The remainder of the day is packed with concurrent sessions covering multiple topics, including a dedicated track on endotoxins. Other sessions will focus on decontamination and disinfection, managing complex investigations and good practice sharing. Moreover, we will conclude our first day with a plenary presentation on spillover, presented by David Kennedy, MD, Assistant Professor of Biology at the Penn State University, who will be sharing insights on a model that will be able to predict the likelihood of microbial transmission.
Day two will kick off early with a Microbiology/Environmental Monitoring Interest Group breakfast session, where the discussion will be audience-led. Next on the agenda is the plenary session, Critical Thinking in a Regulated Environment, which focuses on risk management and data governance. We will continue with three concurrent session tracks covering many topics such as contamination control strategies, case studies on the implementation of the new European Union Annex 1: Manufacture of Sterile Medicinal Products, advanced therapeutics medicinal products and environmental monitoring.
Day three will start with the second breakfast session, providing an overview and update on the future plans for the United States Pharmacopeia microbial standards. An eye-opening plenary session follows, featuring Elisabeth Bik, PhD, a scientific integrity consultant and founder of the Science Integrity Digest blog, who will share some insights on image duplication, manipulation and other problems in biomedical research. Bik, PhD, is known for her work on detecting photo manipulations in scientific publications.

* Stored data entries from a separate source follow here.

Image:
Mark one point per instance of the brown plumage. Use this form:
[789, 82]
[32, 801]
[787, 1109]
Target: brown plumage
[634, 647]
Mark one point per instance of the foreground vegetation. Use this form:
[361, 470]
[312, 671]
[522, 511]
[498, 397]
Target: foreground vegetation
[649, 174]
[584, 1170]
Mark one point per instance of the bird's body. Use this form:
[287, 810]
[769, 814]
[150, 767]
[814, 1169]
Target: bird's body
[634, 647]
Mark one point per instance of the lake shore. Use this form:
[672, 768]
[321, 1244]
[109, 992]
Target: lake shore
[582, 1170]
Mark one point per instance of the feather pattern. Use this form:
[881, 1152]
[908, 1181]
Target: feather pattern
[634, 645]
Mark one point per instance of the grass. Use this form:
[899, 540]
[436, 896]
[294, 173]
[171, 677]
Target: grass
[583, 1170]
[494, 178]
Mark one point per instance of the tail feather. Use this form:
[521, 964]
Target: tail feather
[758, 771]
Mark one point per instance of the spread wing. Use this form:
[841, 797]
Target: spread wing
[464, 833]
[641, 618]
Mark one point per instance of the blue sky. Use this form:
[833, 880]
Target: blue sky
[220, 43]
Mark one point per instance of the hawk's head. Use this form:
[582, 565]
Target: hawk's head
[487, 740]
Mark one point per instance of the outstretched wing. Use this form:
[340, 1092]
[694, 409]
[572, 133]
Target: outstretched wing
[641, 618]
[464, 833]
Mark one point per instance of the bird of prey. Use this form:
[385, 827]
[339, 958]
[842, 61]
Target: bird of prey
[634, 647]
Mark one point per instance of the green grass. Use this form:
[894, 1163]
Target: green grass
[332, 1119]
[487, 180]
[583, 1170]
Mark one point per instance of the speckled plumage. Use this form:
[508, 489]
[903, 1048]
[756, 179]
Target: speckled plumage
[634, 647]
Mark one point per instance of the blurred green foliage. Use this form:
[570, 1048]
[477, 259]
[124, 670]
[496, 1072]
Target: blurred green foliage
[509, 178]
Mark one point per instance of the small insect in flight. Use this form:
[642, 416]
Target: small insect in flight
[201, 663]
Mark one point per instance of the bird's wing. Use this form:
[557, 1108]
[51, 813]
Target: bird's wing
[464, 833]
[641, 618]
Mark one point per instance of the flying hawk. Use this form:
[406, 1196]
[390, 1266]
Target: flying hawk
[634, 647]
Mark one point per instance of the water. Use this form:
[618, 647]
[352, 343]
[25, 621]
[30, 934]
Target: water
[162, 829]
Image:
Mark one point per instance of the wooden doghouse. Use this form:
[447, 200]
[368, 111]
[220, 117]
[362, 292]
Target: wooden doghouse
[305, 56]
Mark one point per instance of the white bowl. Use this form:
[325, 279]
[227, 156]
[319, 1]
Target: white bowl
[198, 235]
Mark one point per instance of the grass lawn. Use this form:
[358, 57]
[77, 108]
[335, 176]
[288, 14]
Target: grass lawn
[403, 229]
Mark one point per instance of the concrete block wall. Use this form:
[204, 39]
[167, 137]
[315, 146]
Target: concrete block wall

We will finish our two-and-a-half-day conference with the interactive Ask the Regulators session, where U.S. Food and Drug Association (FDA) representatives will provide insight into questions posed by the audience. This will be unique opportunity to interact with regulators in an open forum focused exclusively on your microbiology concerns!
People who have attended previous PDA Micro Conferences will be familiar with some of the other features that make this conference a can’t miss event. The poster presentations, tech talks and the Exhibit Hall present the perfect forum for attendees and suppliers to connect for open discussion on products, technology and solutions.
On behalf of the Program Planning Committee, we are really looking forward to welcoming you to the 2023 PDA Pharmaceutical Microbiology Conference, 02-04 October, in Washington, DC! We have been working hard on this upcoming conference to keep you current with advances in pharmaceutical microbiology and the ever-changing regulatory landscape.
We hope to see you there!
About the Authors
Kurt Jaecques, MA, is the Global Aseptic Technologies lead for Monitoring and Control at GSK Vaccines and has been working within the pharmaceutical Industry for more than 28 years. He holds a master's in biochemistry and has been working in different quality control and quality assurance roles, focusing on pharmaceutical microbiology in general and environmental monitoring and clean utilities in particular. He recently co-chaired the update of the PDA Technical Report No. 13: Fundamentals of an Environmental Monitoring Program.
Vineeta Pradhan, PhD, received her PhD in Microbiology from The Ohio State University. She joined the U.S. FDA in 2016 and works as a Microbiologist in the Division of Manufacturing Technologies, Office of New Animal Drug Evaluation at the Center for Veterinary Medicine (CVM). However, prior to joining the U.S. FDA, Vineeta worked as an Assistant Professor at the Northern Virginia Community College, Loudoun Campus in Sterling, Virginia.
Pradhan, PhD, also reviews the pre- and post-approval chemistry, manufacturing and controls information of generic sterile injectable drugs for the entirety of the drug application lifecycle. She has experience in moist steam sterilization, aseptic processing, media fills and microbiological testing.